FOCUS: l’oro è più a rischio bolla dell’AI (L&G)
MILANO (MF-NW)--"Negli ultimi mesi si è fatto un gran parlare di bolle nel mercato dell'intelligenza artificiale, con il timore che la crescita esplosiva di questo segmento possa generare contrazioni altrettanto ripide. Tuttavia, una dinamica speculativa emerge molto di più dalle recenti oscillazioni dei prezzi dei metalli preziosi", commenta Tim Drayson, head of Economics di L&G.
AUMENTO PREZZO ORO LEGATO A INCERTEZZA GEOPOLITICA E ACQUISTI BANCHE
"Come accaduto con quasi la totalità delle bolle in passato, il boom di queste commodity è più che giustificato, soprattutto nel caso dell'oro. Con lo scoppio della guerra tra Russia e Ucraina, questo si è liberato dei legami con il dollaro e con i rendimenti reali e l'incertezza geopolitica che si è sviluppata, assieme con il debito statunitense sempre più insostenibile, hanno spinto molti investitori a cercare alternative agli asset in Usd, avviando una tendenza che secondo molti è appena all'inizio", spiega l'esperto.

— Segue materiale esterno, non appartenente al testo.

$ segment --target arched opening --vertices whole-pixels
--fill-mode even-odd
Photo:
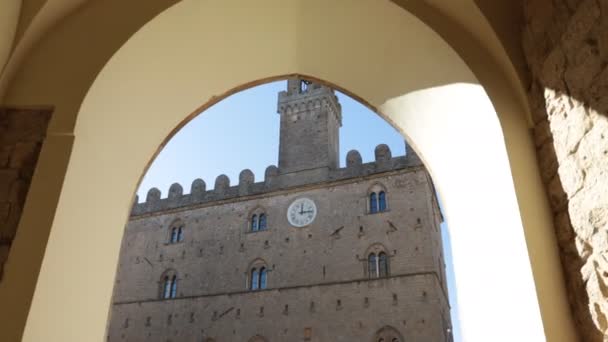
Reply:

Inoltre, le banche centrali hanno contribuito a sostenere ulteriormente le quotazioni del metallo giallo, poiché le loro strategie di diversificazione delle riserve valutarie si sono dimostrate sostanzialmente indipendenti dai livelli di prezzo. A ciò si aggiungono le forti pressioni rialziste provenienti dalla Cina e dal settore delle stablecoin nel comparto cripto.
ARGENTO BENEFICIA DEL DEBASEMENT TRADE E DOMANDA LEGATA ALL'AI
In parallelo, l’argento ha seguito una traiettoria analoga, ma con una narrativa ancora più interessante: oltre a poter beneficiare del debasement trade in quanto asset reale, sta infatti traendo vantaggio anche dalla rapida espansione delle applicazioni legate all’intelligenza artificiale. Infatti, "l'argento è una commodity fondamentale per quanto riguarda lo sviluppo dell'infrastruttura dell'intelligenza artificiale, che va dai semiconduttori alla distribuzione di energia elettrica, fino allo stoccaggio e alla gestione del raffreddamento dei data center. Per di più, a inizio anno la Cina lo ha riclassificato come asset strategico, imponendo vincoli commerciali e anche generando voci sull'istituzione di riserve nazionali", continua Drayson. Al repentino aumento della domanda di oro e argento si contrappone un'offerta particolarmente inelastica. La quantità dell'oro è particolarmente limitata, mentre l'argento è un sottoprodotto di altre attività estrattive e ciò rende la fornitura meno sensibile al prezzo. "Il valore dell'oro estratto ai prezzi attuali si aggira tra i 30 e i 40 trilioni di dollari e corrisponderebbe idealmente a un cubo di 22,5 metri di lato. Il valore totale del mercato dell'argento, invece, è più piccolo ed è stimato in 6-7 mila miliardi di dollari. Quindi, basta un modesto aumento degli investimenti o della domanda industriale per far oscillare i prezzi", continua l'esperto.
LE CONTRADDIZIONI DEL MERCATO
Gli Stati Uniti presentano un livello di debito pubblico estremamente elevato, una dinamica che tende a esercitare pressioni al ribasso sul dollaro e, al contempo, a sostenere le quotazioni dell’oro. "Sono le tempistiche del picco dei prezzi a essere strane. L'outlook macroeconomico è andato migliorando nei mesi recenti e gli economisti hanno visto a rialzo le previsioni di crescita, senza esprimere nuovi dubbi circa l'andamento dell'inflazione. Anche gli asset più rischiosi appaiono notevolmente ben posizionati e, dal Liberation Day, gli Usa hanno ritirato alcuni dazi, scongiurando una guerra commerciale globale. Eppure, l'indebolimento del dollaro non è stato così significativo", spiega Drayson. Questo non basta a giustificare la presenza di una bolla nel mercato dei metalli preziosi. Tuttavia, "la sovraperformance di oro e argento rispetto alle azioni è più difficile da spiegare. I confronti sono sensibili al mercato scelto e all'orizzonte temporale, ma anche considerando i rendimenti totali dell'S&P 500 (uno dei mercati azionari più forti dal 2000), i risultati restano significativamente superiori", conclude l'esperto.